Government health care?

Published 9:02 pm Wednesday, July 22, 2009

By Staff
The over-reaching direction our government has taken, especially since the first of the year, is truly mind-boggling.  Like a growing number of people throughout southwest Alabama, I am becoming extremely anxious with the direction our country is going.
While health care reform is a top priority for most Americans, most of us would strongly object to changing our health care or health insurance in a way that gives us less control over the choices we are allowed to make, takes away our right to choose our own doctors and gives even more control to the federal government.
Yet just last week, the House Democratic majority released 1,017 pages of legislative language – under the banner of health care reform – calling for yet another massive expansion of government and a host of tax increases to fund it.
In just about two weeks time, the president and the House Democratic majority expect Congress to debate and pass a bill that amounts to a government takeover of 17 percent of the nation’s economy.
As I begin to review this massive and complex piece of legislation, I am extremely disappointed – but not surprised – that some of the core principles laid out by House Republicans which would lower costs, improve access, and protect health care choices for all Americans were totally ignored in the development of the House’s health care reform bill. 
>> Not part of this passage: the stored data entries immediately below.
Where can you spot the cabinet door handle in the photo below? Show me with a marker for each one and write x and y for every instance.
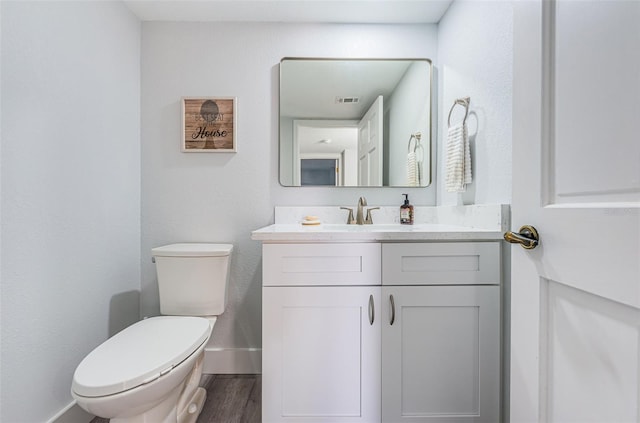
(372, 310)
(393, 309)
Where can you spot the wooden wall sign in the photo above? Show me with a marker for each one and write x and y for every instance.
(209, 124)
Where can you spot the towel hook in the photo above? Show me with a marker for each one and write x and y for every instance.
(464, 102)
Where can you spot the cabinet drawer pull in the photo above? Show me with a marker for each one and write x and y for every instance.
(372, 310)
(393, 309)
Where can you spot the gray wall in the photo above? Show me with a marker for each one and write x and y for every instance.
(223, 197)
(70, 193)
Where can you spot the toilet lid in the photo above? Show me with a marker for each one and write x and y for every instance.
(139, 354)
(193, 250)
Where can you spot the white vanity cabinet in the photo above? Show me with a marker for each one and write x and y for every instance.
(381, 332)
(441, 332)
(321, 333)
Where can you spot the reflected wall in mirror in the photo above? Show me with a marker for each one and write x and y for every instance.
(355, 122)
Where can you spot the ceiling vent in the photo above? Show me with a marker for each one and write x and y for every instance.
(347, 100)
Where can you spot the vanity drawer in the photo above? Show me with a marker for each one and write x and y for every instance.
(321, 264)
(446, 263)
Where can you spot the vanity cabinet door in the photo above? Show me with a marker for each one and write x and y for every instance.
(441, 354)
(321, 354)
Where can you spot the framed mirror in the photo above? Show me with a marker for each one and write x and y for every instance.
(355, 122)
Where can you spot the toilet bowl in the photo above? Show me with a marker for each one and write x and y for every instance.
(149, 372)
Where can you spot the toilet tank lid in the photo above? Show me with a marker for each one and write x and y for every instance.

Bureaucrats, not doctors, would decide which treatments, procedures, and prescriptions are appropriate for patients.
Congressional Budget Office Director Douglas Elmendorf confirmed to the Senate Budget Committee last week that this proposed government takeover of health care will drive health care costs even higher. 
He stated, “The coverage proposals in this legislation would expand federal spending on health care to a significant degree. And in our analysis so far, we don’t see other provisions in this legislation reducing federal health spending by a corresponding degree.”
Small business groups are equally appalled at this massive takeover of our health care system.
The National Federation of Independent Businesses  is opposed to the Democrats’ bill, “Because it threatens the viability of our nation’s job creators, fails to increase access and choice to all small businesses, destroys choice and competition for private insurance and fails to address the core challenge facing small businesses – cost.”
The U.S. Chamber of Commerce also sent a letter to Congress expressing opposition, stating, “it threatens the viability of our nation’s job creators, fails to increase access and choice to all small businesses, destroys choice and competition for private insurance and fails to address the core challenge facing small businesses — cost.”
They say the devil is in the details, and 1017 pages is a lot of room for details.  I don’t believe the people of south Alabama will support a $1.5 trillion government takeover of health care and new small business tax — I won’t either.